(Reuters) — Workers belonging to the United Auto Workers (UAW) union at General Motors (NYSE:GM)' Spring Hill plant in Tennessee have voted against a proposed contract with the automaker, the union's vote tracker showed on Tuesday.
Of the total votes cast, 68% were against the agreement.
The Spring Hill manufacturing plant employs 3,932 workers and makes the company's SUV models such as Cadillac XT5 and XT6.
Union workers are voting on contracts from each of Chrysler-owner Stellantis (NYSE:STLA), General Motors and Ford Motor (NYSE:F), after the first coordinated strike against Detroit's Big Three automakers.
The UAW's new agreement, which covers 46,000 workers overall at GM, grants a 25% increase in base wage through April 2028 and will cumulatively raise the top wage by 33%, compounded with estimated cost-of-living adjustments to over $42 an hour.

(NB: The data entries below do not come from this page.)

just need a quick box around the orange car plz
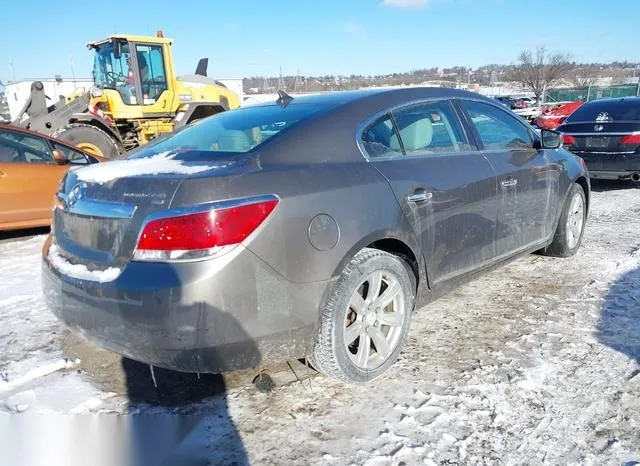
[0,125,106,231]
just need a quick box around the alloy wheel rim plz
[566,193,585,249]
[76,142,104,157]
[343,271,406,370]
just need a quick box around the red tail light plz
[562,134,576,145]
[134,197,278,261]
[620,133,640,145]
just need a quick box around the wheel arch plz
[175,103,228,128]
[331,230,428,297]
[544,173,590,254]
[574,175,590,214]
[67,113,123,144]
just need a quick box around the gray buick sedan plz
[42,87,590,383]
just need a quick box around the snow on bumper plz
[47,243,121,283]
[41,237,330,373]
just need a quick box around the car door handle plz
[500,178,517,188]
[406,192,432,203]
[0,170,6,178]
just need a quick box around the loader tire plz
[54,123,122,160]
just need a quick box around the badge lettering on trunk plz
[594,124,604,132]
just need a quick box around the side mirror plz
[114,41,123,59]
[541,129,562,149]
[52,149,67,164]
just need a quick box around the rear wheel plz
[310,248,415,383]
[54,123,122,160]
[541,183,587,257]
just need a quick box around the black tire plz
[541,183,587,257]
[53,123,122,160]
[309,248,416,383]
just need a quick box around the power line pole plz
[294,68,300,92]
[9,62,16,83]
[69,54,76,84]
[278,66,284,91]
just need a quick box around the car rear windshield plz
[129,103,327,158]
[565,100,640,123]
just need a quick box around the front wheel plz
[310,248,416,383]
[541,183,587,257]
[53,123,122,160]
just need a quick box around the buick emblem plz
[67,182,87,207]
[594,124,604,132]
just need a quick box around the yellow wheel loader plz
[11,31,241,159]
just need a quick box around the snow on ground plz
[1,181,640,465]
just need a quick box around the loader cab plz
[89,34,176,118]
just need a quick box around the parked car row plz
[3,91,633,235]
[41,87,591,383]
[494,95,537,110]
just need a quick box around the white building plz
[215,78,244,102]
[4,78,93,122]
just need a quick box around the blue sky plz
[1,0,637,82]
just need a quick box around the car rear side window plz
[463,100,533,151]
[0,130,53,163]
[129,102,329,158]
[361,115,404,158]
[390,101,471,155]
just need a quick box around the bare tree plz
[510,47,574,101]
[570,65,601,87]
[570,74,597,88]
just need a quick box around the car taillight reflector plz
[621,133,640,145]
[134,198,278,261]
[562,134,576,145]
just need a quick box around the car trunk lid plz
[560,122,640,154]
[51,152,258,272]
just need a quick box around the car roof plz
[579,97,640,105]
[0,124,91,154]
[250,86,494,111]
[245,88,387,110]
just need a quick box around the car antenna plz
[276,89,294,108]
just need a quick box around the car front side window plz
[53,143,90,165]
[463,100,534,151]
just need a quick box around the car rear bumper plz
[574,152,640,180]
[588,170,640,180]
[41,235,331,373]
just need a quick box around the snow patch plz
[0,360,68,395]
[74,150,222,184]
[47,244,121,283]
[3,389,36,412]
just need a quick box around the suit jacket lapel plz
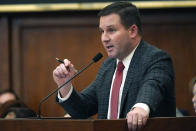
[100,59,116,118]
[120,40,145,115]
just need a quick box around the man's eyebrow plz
[98,25,115,31]
[106,25,115,28]
[99,25,115,30]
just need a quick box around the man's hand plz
[126,107,149,131]
[53,59,76,97]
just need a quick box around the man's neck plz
[118,36,141,61]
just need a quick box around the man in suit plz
[53,2,176,131]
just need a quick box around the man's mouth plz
[106,45,114,50]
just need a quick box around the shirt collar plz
[117,41,140,70]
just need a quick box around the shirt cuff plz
[132,103,150,114]
[57,85,73,103]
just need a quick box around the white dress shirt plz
[107,43,150,119]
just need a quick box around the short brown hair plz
[98,1,142,35]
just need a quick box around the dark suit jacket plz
[58,40,176,119]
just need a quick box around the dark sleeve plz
[56,75,99,118]
[57,59,110,119]
[135,51,175,113]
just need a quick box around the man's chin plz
[107,54,116,59]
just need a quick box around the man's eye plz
[108,28,116,32]
[99,29,104,34]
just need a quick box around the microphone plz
[37,53,103,118]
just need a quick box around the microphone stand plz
[37,60,95,119]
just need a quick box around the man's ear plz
[128,24,138,38]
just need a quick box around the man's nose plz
[102,32,110,43]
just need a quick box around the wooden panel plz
[11,14,107,117]
[0,17,10,92]
[1,117,196,131]
[0,119,94,131]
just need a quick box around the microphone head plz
[93,53,103,62]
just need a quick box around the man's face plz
[99,13,133,60]
[192,83,196,113]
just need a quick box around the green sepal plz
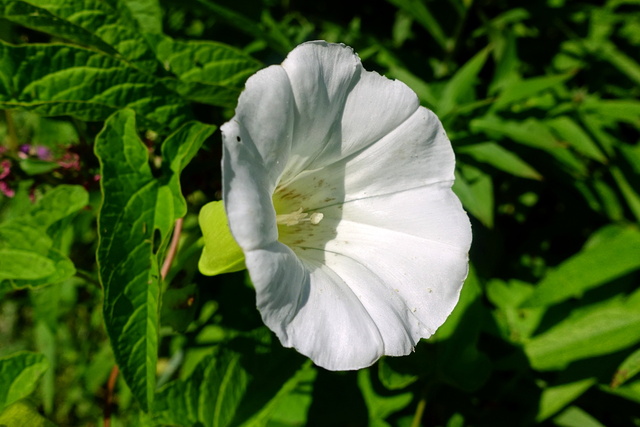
[198,201,246,276]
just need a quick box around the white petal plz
[335,67,421,160]
[226,65,295,184]
[222,120,278,251]
[246,244,385,371]
[282,187,470,360]
[279,41,361,183]
[244,242,307,334]
[280,107,454,211]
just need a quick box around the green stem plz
[411,393,427,427]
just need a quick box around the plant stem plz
[161,217,184,281]
[411,393,427,427]
[103,365,119,427]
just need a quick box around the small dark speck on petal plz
[236,136,241,142]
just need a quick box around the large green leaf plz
[5,0,159,70]
[523,225,640,307]
[0,352,49,411]
[524,298,640,370]
[0,41,192,130]
[95,109,214,410]
[0,0,118,55]
[151,34,261,107]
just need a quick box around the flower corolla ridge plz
[221,40,472,371]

Automakers were previously slashing costs and navigating a bumpy road to manufacture EVs and catch up with market leader Tesla (NASDAQ:TSLA), but lower margins on those vehicles have deterred them from accelerating the move.
GM in October also pulled its full-year profit forecast due to the strike and postponed a $4 billion electric truck plant in Michigan.